Aos 97 anos, britânica dá looping na asa de um avião: 'Absolutamente fantástico'
Um ano após se recuperar de um AVC, a britânica Betty Bromage voltou a desafiar os limites ao bater o próprio recorde e arrecadar recursos para o hospital que a tratou
A idade pode impor alguns limites ao corpo, mas nem sempre define até onde alguém pode chegar. A britânica Betty Bromage é um exemplo disso. Aos 97 anos, ela entrou novamente para o Guinness World Records ao se tornar, pela segunda vez, a mulher mais velha do mundo a praticar wing walking, modalidade em que a pessoa permanece presa sobre a asa de um avião durante o voo.
A aventura aconteceu na Inglaterra e teve um propósito que foi além da adrenalina. Um ano após se recuperar de um acidente vascular cerebral (AVC), Betty decidiu transformar o desafio em uma campanha para arrecadar recursos destinados à unidade hospitalar que cuidou de sua recuperação.
Um voo a mais de 200 km/h
A prova foi realizada em Gloucestershire, na Inglaterra. Presa por equipamentos de segurança à asa superior de um biplano, Betty enfrentou um voo que chegou a aproximadamente 225 km/h - em alguns momentos, o avião alcançou velocidades ainda maiores.
Durante a apresentação, o piloto executou manobras acrobáticas, incluindo um looping completo, deixando a britânica completamente de cabeça para baixo. O feito foi reconhecido oficialmente pelo Guinness World Records, superando o próprio recorde estabelecido por ela anos antes.
Um desafio com propósito
Mais do que quebrar um recorde, Betty quis transformar a experiência em um gesto de gratidão. Em agosto de 2025, ela sofreu um AVC que comprometeu temporariamente sua mobilidade e também resultou em uma fratura na pelve. Após o tratamento e a reabilitação, decidiu arrecadar recursos para a unidade especializada em AVC do Cheltenham General Hospital, hospital onde recebeu atendimento. A ideia era retribuir o cuidado recebido e ajudar outras pessoas que enfrentam a mesma situação.
"Quero fazer as coisas que ainda posso fazer"

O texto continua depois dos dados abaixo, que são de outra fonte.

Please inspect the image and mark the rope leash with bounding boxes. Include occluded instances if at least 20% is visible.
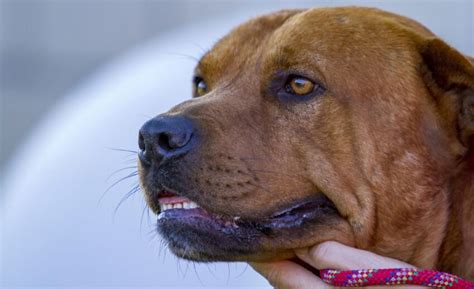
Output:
[320,268,474,289]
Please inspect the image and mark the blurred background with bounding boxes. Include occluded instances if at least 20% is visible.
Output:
[0,0,474,288]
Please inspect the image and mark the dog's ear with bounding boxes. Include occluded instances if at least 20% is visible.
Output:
[419,38,474,150]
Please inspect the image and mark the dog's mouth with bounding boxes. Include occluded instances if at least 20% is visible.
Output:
[158,190,336,229]
[151,190,337,261]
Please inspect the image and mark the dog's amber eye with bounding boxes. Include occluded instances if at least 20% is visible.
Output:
[286,76,315,95]
[195,78,207,96]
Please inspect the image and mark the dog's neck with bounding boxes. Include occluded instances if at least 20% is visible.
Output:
[438,150,474,280]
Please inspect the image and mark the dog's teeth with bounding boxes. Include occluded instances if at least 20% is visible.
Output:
[160,201,199,212]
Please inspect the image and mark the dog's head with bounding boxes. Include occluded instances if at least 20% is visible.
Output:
[139,8,474,264]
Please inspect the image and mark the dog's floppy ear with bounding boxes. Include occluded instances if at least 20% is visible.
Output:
[419,38,474,149]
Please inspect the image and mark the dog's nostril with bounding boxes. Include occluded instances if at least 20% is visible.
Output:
[158,133,174,151]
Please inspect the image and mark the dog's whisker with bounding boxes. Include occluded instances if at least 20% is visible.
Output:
[107,147,138,154]
[225,263,230,286]
[206,263,219,280]
[140,202,148,234]
[166,53,199,63]
[114,185,140,216]
[97,171,138,205]
[235,263,249,279]
[192,262,205,287]
[105,166,137,182]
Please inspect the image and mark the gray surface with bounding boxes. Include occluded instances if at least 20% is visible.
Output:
[0,0,252,167]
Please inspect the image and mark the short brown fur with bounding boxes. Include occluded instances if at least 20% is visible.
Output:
[139,7,474,280]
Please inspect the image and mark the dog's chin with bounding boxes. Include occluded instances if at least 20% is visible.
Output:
[157,193,338,262]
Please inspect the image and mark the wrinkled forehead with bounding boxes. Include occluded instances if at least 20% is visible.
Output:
[196,7,432,85]
[196,10,302,79]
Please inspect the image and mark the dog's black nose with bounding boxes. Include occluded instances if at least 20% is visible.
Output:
[138,116,195,164]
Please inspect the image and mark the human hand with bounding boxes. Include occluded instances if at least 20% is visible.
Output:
[250,242,426,289]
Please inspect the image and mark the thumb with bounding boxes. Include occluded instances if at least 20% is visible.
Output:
[295,241,415,270]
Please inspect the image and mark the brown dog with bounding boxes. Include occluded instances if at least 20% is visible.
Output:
[139,8,474,279]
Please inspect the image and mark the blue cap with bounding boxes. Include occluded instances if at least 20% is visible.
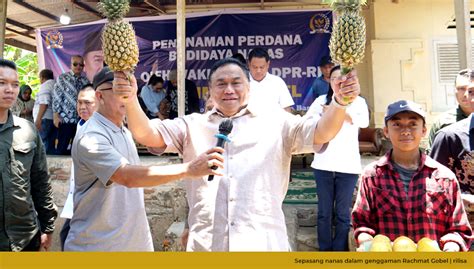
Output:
[385,100,425,124]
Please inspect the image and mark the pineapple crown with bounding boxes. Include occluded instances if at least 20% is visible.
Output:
[97,0,130,21]
[323,0,367,13]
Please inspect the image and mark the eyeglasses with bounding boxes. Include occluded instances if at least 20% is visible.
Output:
[97,88,113,92]
[458,68,474,79]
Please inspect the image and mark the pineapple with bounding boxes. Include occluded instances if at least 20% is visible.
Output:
[97,0,138,71]
[326,0,367,75]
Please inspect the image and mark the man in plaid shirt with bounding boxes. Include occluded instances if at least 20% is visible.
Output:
[352,101,473,251]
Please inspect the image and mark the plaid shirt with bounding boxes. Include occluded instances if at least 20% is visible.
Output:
[352,151,473,251]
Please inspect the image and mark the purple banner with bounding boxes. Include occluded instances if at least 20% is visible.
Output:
[37,10,332,110]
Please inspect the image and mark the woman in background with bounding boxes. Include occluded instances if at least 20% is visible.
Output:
[12,85,35,122]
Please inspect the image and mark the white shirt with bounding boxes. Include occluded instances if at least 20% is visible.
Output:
[307,94,369,174]
[151,105,319,251]
[59,119,86,219]
[249,73,295,108]
[64,112,153,251]
[33,79,56,121]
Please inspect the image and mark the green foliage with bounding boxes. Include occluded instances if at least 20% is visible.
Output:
[3,45,40,97]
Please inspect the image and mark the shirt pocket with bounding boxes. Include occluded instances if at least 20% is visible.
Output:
[425,190,450,219]
[10,142,36,180]
[374,188,400,217]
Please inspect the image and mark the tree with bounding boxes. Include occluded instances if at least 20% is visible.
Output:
[3,45,40,96]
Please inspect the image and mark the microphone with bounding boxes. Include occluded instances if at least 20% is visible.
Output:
[207,119,234,181]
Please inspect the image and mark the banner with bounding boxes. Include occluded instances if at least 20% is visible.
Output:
[37,10,332,110]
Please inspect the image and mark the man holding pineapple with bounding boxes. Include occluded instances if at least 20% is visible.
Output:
[64,67,223,251]
[114,58,360,251]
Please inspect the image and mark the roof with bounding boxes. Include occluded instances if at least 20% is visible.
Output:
[5,0,324,52]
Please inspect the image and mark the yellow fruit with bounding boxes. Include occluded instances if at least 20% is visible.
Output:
[374,234,392,243]
[392,236,416,252]
[369,239,392,252]
[329,0,367,74]
[98,0,138,71]
[417,237,441,252]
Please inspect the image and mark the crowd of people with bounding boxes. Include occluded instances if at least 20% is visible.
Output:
[0,44,474,251]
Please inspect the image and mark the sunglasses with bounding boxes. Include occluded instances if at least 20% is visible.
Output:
[458,68,474,78]
[96,88,112,92]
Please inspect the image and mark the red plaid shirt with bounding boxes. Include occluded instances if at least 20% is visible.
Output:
[352,152,473,251]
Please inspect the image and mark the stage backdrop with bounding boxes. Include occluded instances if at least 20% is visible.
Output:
[36,10,332,110]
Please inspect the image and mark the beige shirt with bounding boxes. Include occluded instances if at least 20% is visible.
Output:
[151,103,319,251]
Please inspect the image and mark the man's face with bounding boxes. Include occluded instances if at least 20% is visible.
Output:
[77,87,95,121]
[209,64,249,117]
[384,111,426,152]
[71,57,84,76]
[96,82,126,121]
[466,81,474,113]
[249,57,270,81]
[84,50,104,81]
[319,63,334,79]
[0,67,20,110]
[456,76,474,114]
[155,82,163,92]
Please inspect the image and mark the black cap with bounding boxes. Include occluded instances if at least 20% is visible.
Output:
[385,100,425,124]
[82,31,102,57]
[319,56,333,66]
[92,66,114,90]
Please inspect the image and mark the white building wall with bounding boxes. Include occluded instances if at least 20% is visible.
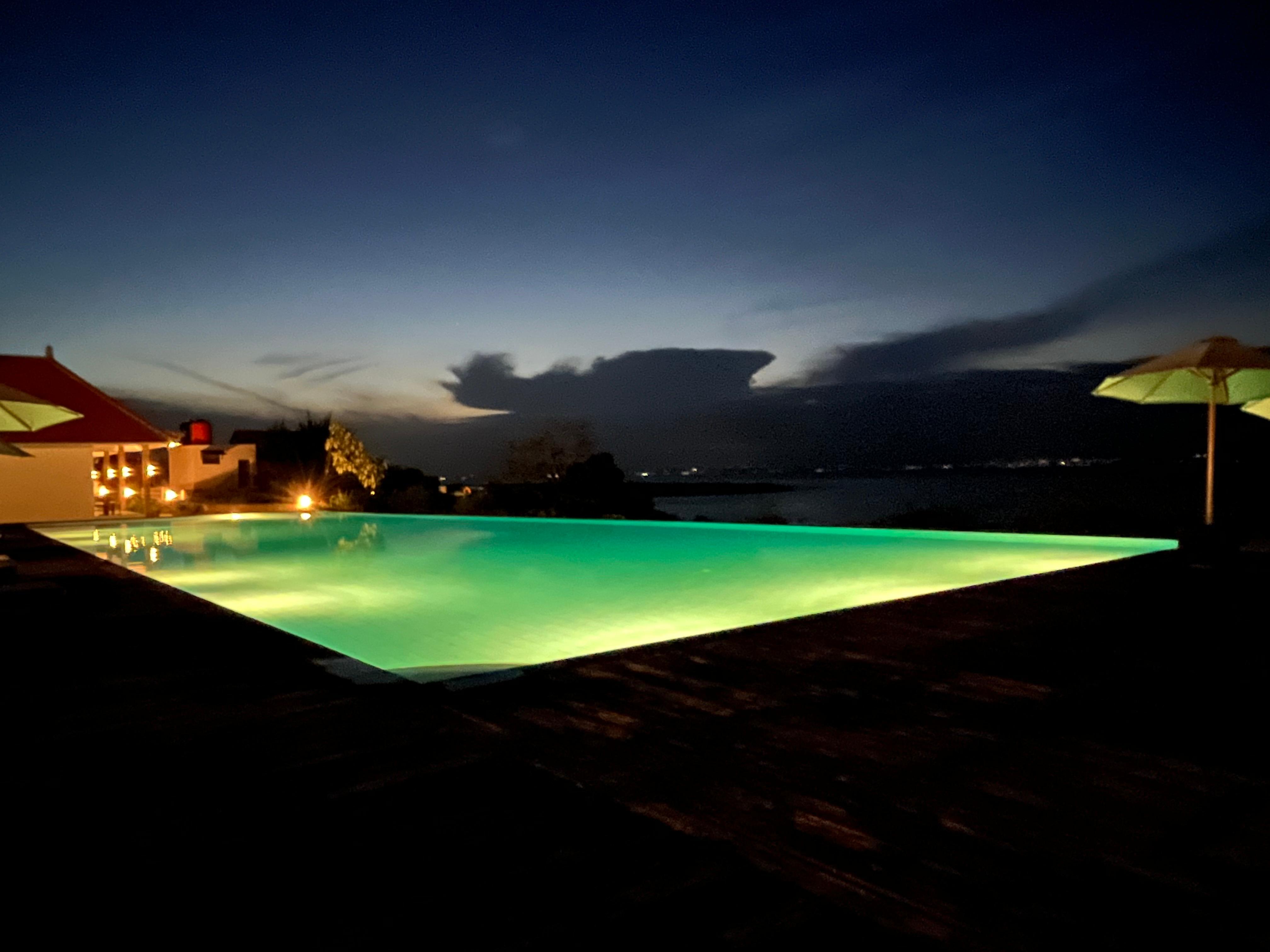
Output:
[0,443,93,523]
[168,443,255,490]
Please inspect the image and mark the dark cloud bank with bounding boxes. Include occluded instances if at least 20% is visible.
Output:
[126,218,1270,475]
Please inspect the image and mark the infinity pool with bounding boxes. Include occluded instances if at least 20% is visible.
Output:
[41,513,1176,679]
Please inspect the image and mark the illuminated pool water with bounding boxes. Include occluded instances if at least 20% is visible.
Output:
[41,513,1176,679]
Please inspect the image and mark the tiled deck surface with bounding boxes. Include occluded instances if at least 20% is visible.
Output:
[0,527,1270,949]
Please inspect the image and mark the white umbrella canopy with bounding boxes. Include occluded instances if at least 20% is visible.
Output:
[1094,338,1270,525]
[0,383,84,434]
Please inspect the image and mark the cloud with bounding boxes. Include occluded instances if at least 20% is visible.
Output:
[309,360,375,383]
[251,353,319,366]
[442,348,775,418]
[801,216,1270,385]
[278,357,353,380]
[149,360,304,414]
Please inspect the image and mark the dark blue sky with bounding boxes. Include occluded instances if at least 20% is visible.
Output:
[0,3,1270,429]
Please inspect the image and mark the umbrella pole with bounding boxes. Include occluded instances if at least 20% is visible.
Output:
[1204,385,1217,525]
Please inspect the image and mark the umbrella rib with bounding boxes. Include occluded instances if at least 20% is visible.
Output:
[5,406,32,432]
[1138,373,1168,404]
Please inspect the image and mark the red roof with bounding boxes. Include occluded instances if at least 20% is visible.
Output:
[0,354,169,443]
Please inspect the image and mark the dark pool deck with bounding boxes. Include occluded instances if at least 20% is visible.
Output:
[0,525,1270,949]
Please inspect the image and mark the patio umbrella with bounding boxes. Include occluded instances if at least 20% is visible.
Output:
[1094,338,1270,525]
[1243,397,1270,420]
[0,383,84,433]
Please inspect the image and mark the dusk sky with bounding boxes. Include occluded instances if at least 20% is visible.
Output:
[0,3,1270,462]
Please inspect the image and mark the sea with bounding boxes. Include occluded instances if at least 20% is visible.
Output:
[657,465,1267,538]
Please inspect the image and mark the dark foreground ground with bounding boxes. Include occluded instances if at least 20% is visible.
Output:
[0,527,1270,949]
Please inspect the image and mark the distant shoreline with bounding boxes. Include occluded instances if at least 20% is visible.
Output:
[645,480,798,496]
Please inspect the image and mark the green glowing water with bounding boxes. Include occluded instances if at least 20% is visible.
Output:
[42,513,1176,678]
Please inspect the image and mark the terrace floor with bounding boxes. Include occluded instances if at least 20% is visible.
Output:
[0,525,1270,949]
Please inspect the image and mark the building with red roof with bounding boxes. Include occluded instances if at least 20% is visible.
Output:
[0,348,173,523]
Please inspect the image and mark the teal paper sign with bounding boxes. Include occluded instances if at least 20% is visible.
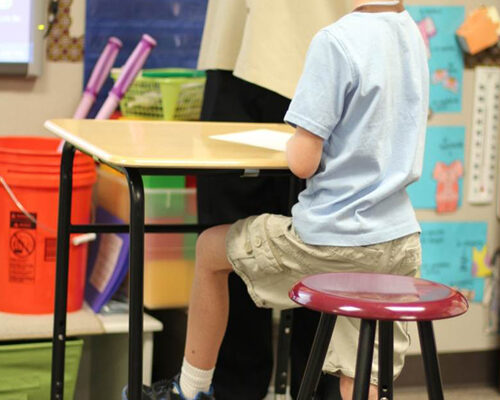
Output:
[406,6,465,113]
[407,126,465,212]
[421,222,488,302]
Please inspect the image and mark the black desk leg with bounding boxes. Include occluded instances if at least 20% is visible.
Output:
[50,143,75,400]
[125,168,144,400]
[274,175,305,399]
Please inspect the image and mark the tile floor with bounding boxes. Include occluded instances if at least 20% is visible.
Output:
[394,387,500,400]
[264,386,500,400]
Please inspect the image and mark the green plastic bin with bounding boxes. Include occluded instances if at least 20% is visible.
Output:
[0,340,83,400]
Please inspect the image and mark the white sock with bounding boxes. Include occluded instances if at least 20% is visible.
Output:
[179,358,215,400]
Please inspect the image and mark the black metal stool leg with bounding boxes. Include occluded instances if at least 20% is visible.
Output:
[126,168,144,400]
[352,319,377,400]
[378,321,394,400]
[417,321,444,400]
[50,143,75,400]
[274,310,293,399]
[297,313,337,400]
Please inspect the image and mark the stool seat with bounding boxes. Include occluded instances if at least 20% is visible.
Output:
[289,272,468,321]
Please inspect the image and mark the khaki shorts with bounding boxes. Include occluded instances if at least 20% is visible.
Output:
[226,214,421,384]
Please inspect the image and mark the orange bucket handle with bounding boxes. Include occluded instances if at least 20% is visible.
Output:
[0,175,97,246]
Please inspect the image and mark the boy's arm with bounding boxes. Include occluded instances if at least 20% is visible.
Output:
[286,126,323,179]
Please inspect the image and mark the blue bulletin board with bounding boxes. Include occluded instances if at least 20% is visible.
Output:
[421,222,489,302]
[406,6,465,113]
[407,126,465,212]
[84,0,207,116]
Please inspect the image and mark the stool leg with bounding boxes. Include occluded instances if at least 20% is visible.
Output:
[417,321,444,400]
[274,310,293,399]
[297,313,337,400]
[378,321,394,400]
[352,319,377,400]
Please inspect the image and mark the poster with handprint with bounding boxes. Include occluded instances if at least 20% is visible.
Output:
[406,6,465,113]
[407,126,465,213]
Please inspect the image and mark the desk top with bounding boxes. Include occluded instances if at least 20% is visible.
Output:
[45,119,293,169]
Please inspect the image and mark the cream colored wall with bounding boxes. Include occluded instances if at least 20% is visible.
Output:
[0,0,85,136]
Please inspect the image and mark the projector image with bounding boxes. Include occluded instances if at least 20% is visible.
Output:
[0,0,47,77]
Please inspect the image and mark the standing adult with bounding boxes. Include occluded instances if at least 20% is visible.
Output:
[197,0,350,400]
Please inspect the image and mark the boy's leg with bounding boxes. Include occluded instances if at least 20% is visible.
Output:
[184,225,233,370]
[340,375,378,400]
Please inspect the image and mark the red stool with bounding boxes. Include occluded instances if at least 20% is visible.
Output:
[289,273,468,400]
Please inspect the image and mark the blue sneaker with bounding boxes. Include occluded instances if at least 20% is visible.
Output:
[122,385,156,400]
[152,374,215,400]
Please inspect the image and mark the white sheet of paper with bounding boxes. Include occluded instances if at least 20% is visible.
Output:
[210,129,292,151]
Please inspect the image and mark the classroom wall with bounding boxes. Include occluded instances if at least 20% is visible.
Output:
[0,0,85,136]
[405,0,500,354]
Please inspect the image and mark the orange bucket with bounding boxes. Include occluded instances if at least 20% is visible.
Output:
[0,137,96,314]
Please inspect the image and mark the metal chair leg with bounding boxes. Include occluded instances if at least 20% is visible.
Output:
[50,143,75,400]
[125,168,144,400]
[378,321,394,400]
[297,313,337,400]
[417,321,444,400]
[352,319,377,400]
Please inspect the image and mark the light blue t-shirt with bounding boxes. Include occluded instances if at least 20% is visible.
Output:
[285,11,429,246]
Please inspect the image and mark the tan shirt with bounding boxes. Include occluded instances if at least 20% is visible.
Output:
[198,0,351,98]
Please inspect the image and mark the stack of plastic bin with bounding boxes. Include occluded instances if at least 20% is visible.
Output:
[97,167,196,309]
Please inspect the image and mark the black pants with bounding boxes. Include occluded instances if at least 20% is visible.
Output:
[197,70,340,400]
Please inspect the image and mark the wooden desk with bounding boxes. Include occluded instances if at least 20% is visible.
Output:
[45,119,294,400]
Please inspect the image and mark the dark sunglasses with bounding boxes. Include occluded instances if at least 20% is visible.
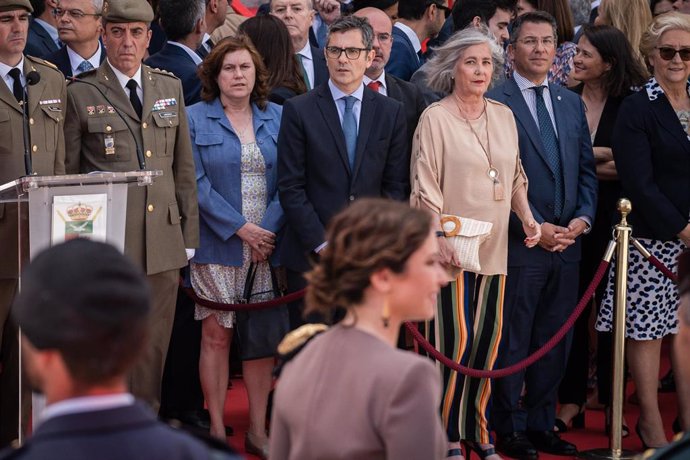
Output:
[429,2,452,19]
[657,46,690,62]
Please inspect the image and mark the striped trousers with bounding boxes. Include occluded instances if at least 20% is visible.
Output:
[426,271,506,443]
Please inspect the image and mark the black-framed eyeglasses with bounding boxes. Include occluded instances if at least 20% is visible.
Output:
[53,8,101,19]
[656,46,690,62]
[376,32,393,43]
[326,46,371,61]
[429,2,453,19]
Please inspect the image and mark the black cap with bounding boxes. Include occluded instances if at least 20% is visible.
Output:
[678,249,690,295]
[12,239,149,349]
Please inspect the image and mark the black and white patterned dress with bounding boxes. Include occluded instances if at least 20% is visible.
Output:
[595,78,690,340]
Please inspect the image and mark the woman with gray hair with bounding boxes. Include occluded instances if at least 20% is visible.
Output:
[411,28,541,458]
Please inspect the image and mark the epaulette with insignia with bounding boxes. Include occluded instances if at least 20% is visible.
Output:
[66,68,98,86]
[26,56,60,72]
[273,324,328,377]
[148,67,179,80]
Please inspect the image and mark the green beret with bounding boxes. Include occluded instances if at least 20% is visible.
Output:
[0,0,34,13]
[102,0,153,24]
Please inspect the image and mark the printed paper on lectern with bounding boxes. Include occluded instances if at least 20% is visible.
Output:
[52,193,108,244]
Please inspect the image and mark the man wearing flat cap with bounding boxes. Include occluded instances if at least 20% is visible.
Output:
[0,0,65,447]
[0,239,238,460]
[65,0,199,411]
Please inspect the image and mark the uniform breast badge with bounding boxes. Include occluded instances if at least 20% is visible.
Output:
[104,134,115,155]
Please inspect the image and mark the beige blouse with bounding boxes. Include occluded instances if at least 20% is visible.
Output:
[410,99,527,275]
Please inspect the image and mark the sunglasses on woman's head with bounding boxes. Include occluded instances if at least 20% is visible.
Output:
[657,46,690,62]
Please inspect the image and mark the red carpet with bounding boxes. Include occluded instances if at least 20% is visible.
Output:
[225,346,676,460]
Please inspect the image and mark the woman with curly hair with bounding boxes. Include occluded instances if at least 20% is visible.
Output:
[270,198,448,460]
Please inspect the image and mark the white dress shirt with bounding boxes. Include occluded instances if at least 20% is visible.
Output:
[65,41,103,75]
[297,40,316,88]
[513,71,558,133]
[0,56,26,94]
[328,78,364,128]
[364,70,388,96]
[106,58,144,104]
[393,22,422,53]
[34,18,62,48]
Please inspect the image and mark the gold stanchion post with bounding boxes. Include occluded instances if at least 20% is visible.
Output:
[579,198,636,459]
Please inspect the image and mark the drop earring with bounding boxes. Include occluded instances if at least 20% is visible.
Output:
[381,297,391,328]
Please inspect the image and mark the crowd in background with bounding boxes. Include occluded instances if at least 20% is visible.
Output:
[0,0,690,460]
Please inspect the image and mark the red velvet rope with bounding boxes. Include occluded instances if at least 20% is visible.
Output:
[405,260,610,379]
[180,280,307,311]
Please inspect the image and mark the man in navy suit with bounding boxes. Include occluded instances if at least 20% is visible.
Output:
[278,16,409,327]
[354,7,426,187]
[487,12,597,459]
[24,0,61,59]
[145,0,206,106]
[0,239,238,460]
[386,0,450,81]
[46,0,105,77]
[196,0,230,59]
[271,0,328,89]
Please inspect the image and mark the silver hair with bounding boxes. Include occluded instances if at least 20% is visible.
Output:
[425,25,503,94]
[91,0,103,14]
[568,0,592,26]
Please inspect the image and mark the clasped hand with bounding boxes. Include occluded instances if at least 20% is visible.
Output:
[237,222,276,263]
[539,218,587,252]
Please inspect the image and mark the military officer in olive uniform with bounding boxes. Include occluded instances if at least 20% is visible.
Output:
[65,0,199,411]
[0,0,66,447]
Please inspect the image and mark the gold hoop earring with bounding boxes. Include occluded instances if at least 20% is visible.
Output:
[381,297,391,328]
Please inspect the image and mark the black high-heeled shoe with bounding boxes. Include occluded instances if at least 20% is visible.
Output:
[604,407,630,438]
[553,404,585,433]
[462,440,496,460]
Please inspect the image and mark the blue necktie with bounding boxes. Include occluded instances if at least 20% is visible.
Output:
[532,86,563,220]
[296,53,312,91]
[343,96,357,170]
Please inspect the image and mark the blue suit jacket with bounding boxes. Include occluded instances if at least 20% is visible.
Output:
[187,98,284,266]
[311,46,328,89]
[278,83,409,271]
[24,19,58,59]
[486,79,598,266]
[144,43,201,106]
[0,403,240,460]
[612,89,690,240]
[45,46,105,77]
[386,27,422,81]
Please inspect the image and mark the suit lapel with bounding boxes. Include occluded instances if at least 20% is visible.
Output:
[352,88,376,178]
[504,78,553,172]
[643,96,690,152]
[316,83,351,172]
[386,74,402,101]
[96,62,139,120]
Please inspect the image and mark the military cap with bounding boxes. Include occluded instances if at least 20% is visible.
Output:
[12,238,150,350]
[101,0,153,23]
[678,249,690,294]
[0,0,34,13]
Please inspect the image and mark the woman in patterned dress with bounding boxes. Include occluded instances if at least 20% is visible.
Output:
[596,13,690,447]
[188,38,287,458]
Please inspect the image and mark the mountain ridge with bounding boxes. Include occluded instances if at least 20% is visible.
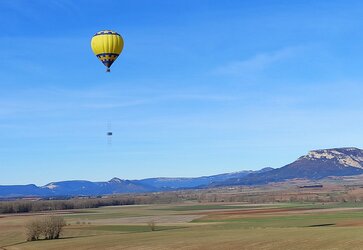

Mesmo reconhecendo as limitações naturais do envelhecimento, Betty acredita que elas não devem impedir novas experiências. "Eu ficaria entediada com a vida se não fizesse isso. Quero fazer as coisas que ainda posso fazer. Acho isso absolutamente fantástico e, para mim, é um privilégio poder fazer isso", afirmou, à BBC News.
Em outra entrevista ao The Independent, refletiu sobre as mudanças trazidas pela idade. "Quando você envelhece, não pode ir aqui, não pode fazer aquilo, não pode dirigir, não consegue enxergar... Eu não enxergo muito bem, e isso me frustra um pouco. Então quero fazer as coisas que posso fazer. Acho isso absolutamente fantástico e, para mim, é um privilégio poder fazer isso". Seu entusiasmo é tanto que ela já pensa no próximo desafio para quando completar 100 anos.
A paixão pelos esportes radicais começou aos 87 anos
Curiosamente, Betty só descobriu o wing walking depois dos 80 anos. A inspiração surgiu ao assistir a um antigo comercial de televisão que mostrava uma mulher sobre a asa de um avião. Pouco tempo depois, já morando em uma residência assistida, percebeu que queria preencher a rotina com novas experiências.
"Lembro-me de que, há muitos e muitos anos, vi um comercial do chocolate Crunchie em que havia uma senhora em cima de um avião. (...) Eu tinha 87 anos na época e aquilo me veio à cabeça - pensei que gostaria de tentar."
Desde então, ela já realizou seis voos na modalidade. Mas essa não foi sua única aventura. Ao longo dos últimos anos, também encarou uma das tirolesas mais rápidas do mundo, no País de Gales, e fez rapel de um edifício de aproximadamente 49 metros de altura, sempre com o objetivo de arrecadar recursos para instituições beneficentes.
Coragem também inspira
A história de Betty Bromage mostra que envelhecer não significa abandonar sonhos ou deixar de experimentar novidades. Cada desafio escolhido por ela nasceu da vontade de transformar a própria experiência em algo positivo para outras pessoas.
Mais do que um recorde, seu voo se tornou um lembrete de que coragem, curiosidade e solidariedade podem acompanhar alguém em qualquer fase da vida - e que, às vezes, a melhor maneira de agradecer pela própria recuperação é ajudar a abrir caminho para a de outras pessoas.